QOL Improved with 18 versus 36 Months of Hormonal Therapy in Patients with High-Risk Prostate Cancer, Confirming Earlier Efficacy Evidence
San Francisco, CA—Longer-term follow-up of a large randomized phase 3 trial suggests that quality of life (QOL) is improved when patients with high-risk prostate cancer have a shorter versus longer course of androgen-deprivation therapy (ADT) plus radiotherapy as primary treatment. In this follow-up study, 18 months of ADT were found to improve QOL versus 36 months of ADT when added to radiotherapy.

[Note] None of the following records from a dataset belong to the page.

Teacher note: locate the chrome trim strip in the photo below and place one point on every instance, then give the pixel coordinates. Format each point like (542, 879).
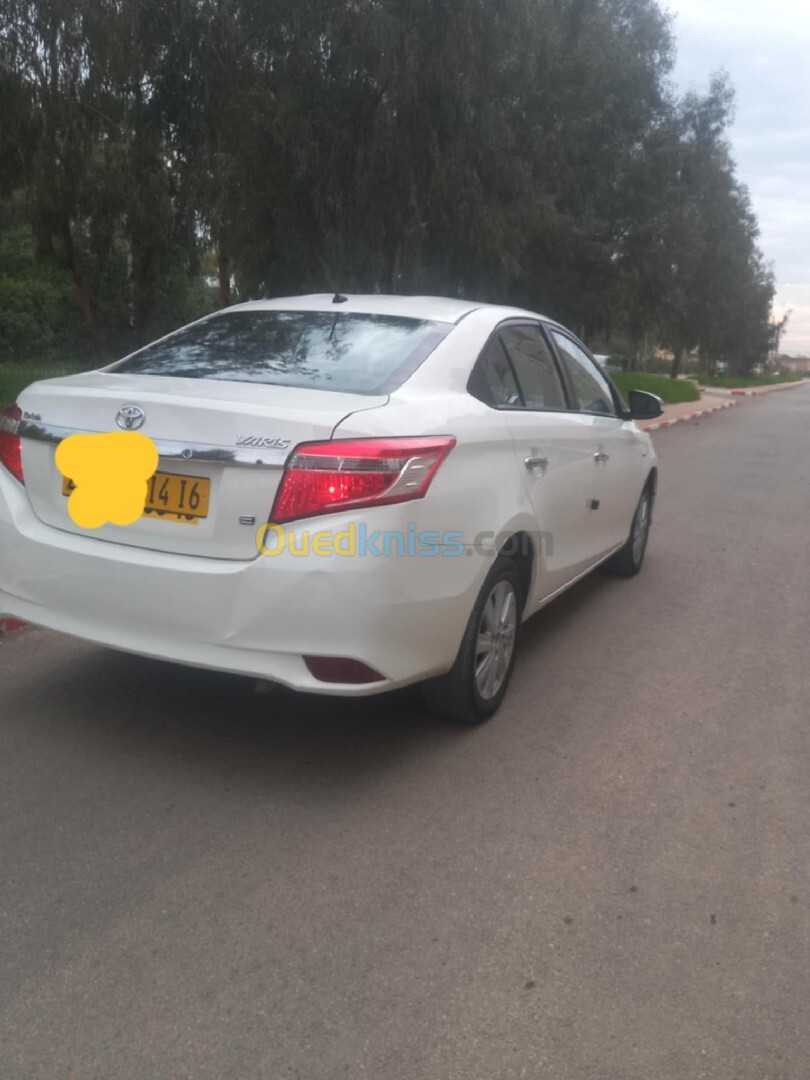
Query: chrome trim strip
(243, 456)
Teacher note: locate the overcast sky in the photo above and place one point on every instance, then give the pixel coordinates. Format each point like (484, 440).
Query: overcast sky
(765, 46)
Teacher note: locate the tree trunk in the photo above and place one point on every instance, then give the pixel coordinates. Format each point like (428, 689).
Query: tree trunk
(225, 264)
(679, 353)
(395, 269)
(84, 292)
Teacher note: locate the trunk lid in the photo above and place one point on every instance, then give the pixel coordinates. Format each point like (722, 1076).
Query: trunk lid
(224, 441)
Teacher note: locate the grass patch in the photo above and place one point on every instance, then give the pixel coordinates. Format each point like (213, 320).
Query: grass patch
(16, 376)
(742, 382)
(671, 390)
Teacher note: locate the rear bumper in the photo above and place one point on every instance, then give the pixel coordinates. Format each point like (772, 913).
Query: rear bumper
(402, 616)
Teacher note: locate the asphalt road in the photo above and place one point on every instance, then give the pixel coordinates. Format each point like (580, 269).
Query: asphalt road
(610, 881)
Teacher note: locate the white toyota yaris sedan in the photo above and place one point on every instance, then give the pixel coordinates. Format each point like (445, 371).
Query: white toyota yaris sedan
(353, 494)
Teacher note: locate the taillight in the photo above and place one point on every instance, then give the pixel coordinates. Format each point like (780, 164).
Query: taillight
(10, 448)
(349, 474)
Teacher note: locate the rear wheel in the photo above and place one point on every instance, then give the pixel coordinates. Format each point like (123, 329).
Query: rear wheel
(628, 562)
(475, 686)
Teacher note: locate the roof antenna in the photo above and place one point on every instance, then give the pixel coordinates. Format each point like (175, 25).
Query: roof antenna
(338, 297)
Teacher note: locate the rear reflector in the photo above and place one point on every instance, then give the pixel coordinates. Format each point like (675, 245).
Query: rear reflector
(11, 455)
(338, 670)
(349, 474)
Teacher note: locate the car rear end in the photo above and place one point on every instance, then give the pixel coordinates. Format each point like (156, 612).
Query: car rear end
(247, 418)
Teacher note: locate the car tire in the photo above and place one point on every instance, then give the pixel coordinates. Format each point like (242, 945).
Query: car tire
(628, 562)
(474, 688)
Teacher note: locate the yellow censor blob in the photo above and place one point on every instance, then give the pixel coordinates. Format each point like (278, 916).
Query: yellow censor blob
(110, 473)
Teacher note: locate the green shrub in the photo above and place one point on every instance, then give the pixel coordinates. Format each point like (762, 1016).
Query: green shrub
(671, 390)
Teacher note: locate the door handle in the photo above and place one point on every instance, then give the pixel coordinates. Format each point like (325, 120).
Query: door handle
(538, 462)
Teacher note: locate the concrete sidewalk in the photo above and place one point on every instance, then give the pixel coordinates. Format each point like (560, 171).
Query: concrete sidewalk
(750, 391)
(685, 412)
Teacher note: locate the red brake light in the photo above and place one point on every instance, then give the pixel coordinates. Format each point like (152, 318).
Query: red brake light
(343, 474)
(10, 447)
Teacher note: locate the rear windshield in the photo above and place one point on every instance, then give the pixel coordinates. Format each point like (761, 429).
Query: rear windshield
(352, 353)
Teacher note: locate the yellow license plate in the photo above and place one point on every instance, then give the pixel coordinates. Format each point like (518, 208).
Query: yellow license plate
(171, 497)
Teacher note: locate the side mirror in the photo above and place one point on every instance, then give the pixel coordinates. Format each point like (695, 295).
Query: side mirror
(645, 406)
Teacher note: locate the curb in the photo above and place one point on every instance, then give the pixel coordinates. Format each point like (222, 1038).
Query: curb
(752, 391)
(768, 390)
(656, 426)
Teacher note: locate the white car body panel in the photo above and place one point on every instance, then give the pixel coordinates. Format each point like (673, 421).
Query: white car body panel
(202, 594)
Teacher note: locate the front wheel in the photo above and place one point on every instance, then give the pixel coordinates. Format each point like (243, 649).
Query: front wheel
(475, 686)
(628, 562)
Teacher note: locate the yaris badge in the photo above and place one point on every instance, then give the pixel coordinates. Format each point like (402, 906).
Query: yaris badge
(131, 417)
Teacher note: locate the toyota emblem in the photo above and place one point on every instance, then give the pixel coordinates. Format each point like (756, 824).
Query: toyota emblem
(130, 417)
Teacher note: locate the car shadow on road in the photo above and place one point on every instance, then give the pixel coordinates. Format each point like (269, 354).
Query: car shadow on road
(185, 717)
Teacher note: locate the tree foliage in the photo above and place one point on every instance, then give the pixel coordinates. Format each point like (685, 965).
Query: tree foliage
(530, 151)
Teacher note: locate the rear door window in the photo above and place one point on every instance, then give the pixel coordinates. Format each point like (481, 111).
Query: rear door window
(535, 366)
(321, 350)
(493, 379)
(590, 386)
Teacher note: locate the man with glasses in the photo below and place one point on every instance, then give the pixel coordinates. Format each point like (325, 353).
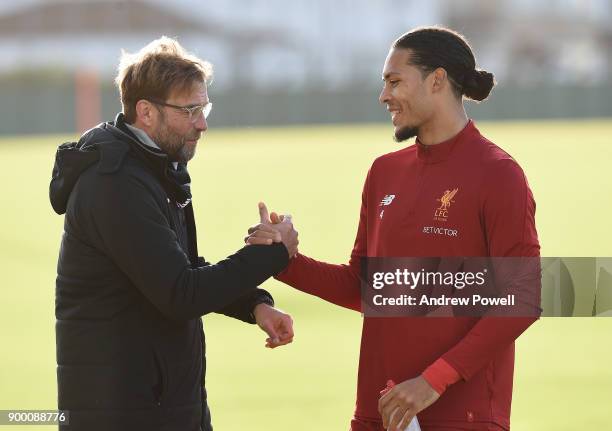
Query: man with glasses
(131, 287)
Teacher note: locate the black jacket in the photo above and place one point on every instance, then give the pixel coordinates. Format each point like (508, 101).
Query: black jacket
(131, 288)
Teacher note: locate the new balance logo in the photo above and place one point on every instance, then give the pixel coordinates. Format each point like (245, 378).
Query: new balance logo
(387, 200)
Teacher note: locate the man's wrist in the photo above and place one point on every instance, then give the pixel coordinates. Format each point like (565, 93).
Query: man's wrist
(440, 375)
(263, 298)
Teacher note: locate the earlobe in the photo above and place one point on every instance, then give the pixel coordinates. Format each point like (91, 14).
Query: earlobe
(438, 75)
(143, 111)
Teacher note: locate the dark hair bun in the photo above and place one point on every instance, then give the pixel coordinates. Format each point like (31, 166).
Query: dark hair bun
(478, 85)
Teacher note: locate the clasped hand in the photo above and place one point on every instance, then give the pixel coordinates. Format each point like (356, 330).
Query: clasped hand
(273, 228)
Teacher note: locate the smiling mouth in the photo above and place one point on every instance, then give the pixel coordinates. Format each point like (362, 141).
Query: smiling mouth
(394, 113)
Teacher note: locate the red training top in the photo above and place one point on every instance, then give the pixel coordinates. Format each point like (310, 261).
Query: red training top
(490, 213)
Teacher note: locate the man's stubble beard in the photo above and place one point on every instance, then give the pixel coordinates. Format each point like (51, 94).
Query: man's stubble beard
(172, 143)
(405, 133)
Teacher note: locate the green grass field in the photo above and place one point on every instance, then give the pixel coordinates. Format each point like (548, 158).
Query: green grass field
(563, 377)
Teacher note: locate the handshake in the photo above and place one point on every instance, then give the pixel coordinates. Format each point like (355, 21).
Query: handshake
(273, 228)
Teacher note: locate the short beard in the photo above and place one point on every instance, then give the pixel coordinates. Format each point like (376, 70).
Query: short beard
(171, 143)
(405, 133)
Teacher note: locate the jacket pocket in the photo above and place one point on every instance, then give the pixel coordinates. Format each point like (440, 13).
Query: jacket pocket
(160, 387)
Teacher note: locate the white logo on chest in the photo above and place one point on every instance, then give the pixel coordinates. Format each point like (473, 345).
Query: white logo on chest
(386, 201)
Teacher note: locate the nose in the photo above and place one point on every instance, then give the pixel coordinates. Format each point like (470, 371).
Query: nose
(383, 97)
(201, 125)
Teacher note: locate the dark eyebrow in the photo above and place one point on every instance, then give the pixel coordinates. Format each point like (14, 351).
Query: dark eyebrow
(193, 105)
(388, 75)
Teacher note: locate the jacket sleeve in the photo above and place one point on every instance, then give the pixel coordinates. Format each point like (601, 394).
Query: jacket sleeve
(508, 214)
(338, 284)
(242, 307)
(129, 225)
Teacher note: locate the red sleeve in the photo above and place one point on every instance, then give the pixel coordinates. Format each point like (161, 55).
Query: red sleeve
(508, 215)
(338, 284)
(440, 375)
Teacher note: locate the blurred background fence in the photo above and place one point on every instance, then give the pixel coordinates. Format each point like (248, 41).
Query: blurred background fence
(310, 61)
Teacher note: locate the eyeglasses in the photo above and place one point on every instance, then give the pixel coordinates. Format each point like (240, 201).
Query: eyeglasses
(193, 112)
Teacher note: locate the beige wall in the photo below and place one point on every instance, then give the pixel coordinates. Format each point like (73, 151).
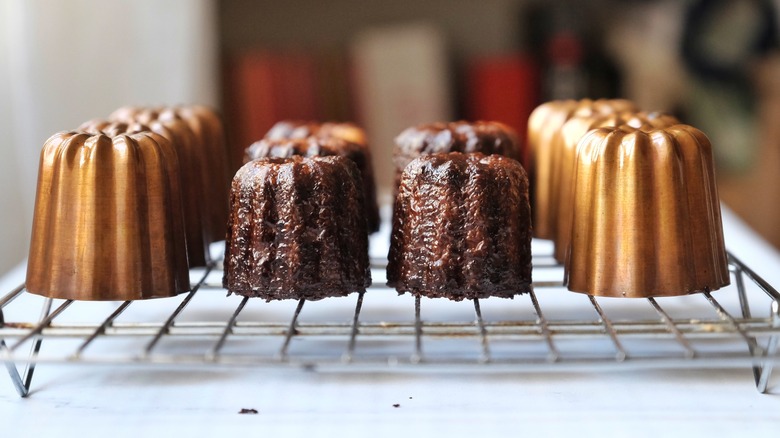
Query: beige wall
(64, 62)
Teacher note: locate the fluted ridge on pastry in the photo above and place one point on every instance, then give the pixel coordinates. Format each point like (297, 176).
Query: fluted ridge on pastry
(296, 229)
(617, 247)
(326, 139)
(461, 228)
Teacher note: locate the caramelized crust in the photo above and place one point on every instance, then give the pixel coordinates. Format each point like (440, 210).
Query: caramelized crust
(461, 228)
(326, 139)
(467, 137)
(296, 229)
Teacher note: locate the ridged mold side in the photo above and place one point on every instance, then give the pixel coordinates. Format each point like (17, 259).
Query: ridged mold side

These results build on the efficacy results presented in 2013 showing identical 5- and 10-year disease-specific survival in patients with high-risk prostate cancer who received 18 months of ADT versus 36 months of ADT. In addition, the rates of overall survival and biochemical failure at 5 and 10 years were similar between the 2 groups.
When the efficacy results were presented last year, they generated much discussion among experts, who suggested that shorter courses are more desirable, but more definitive evidence was needed before changing the standard from 2 or 3 years down to 18 months. Patients should be educated about their options and should be given the supportive evidence, they noted. Given the high rate of adverse events associated with ADT, reducing the duration of treatment down from the 24- to 36-month range is attractive, but the optimal threshold needs more definite evidence, they said.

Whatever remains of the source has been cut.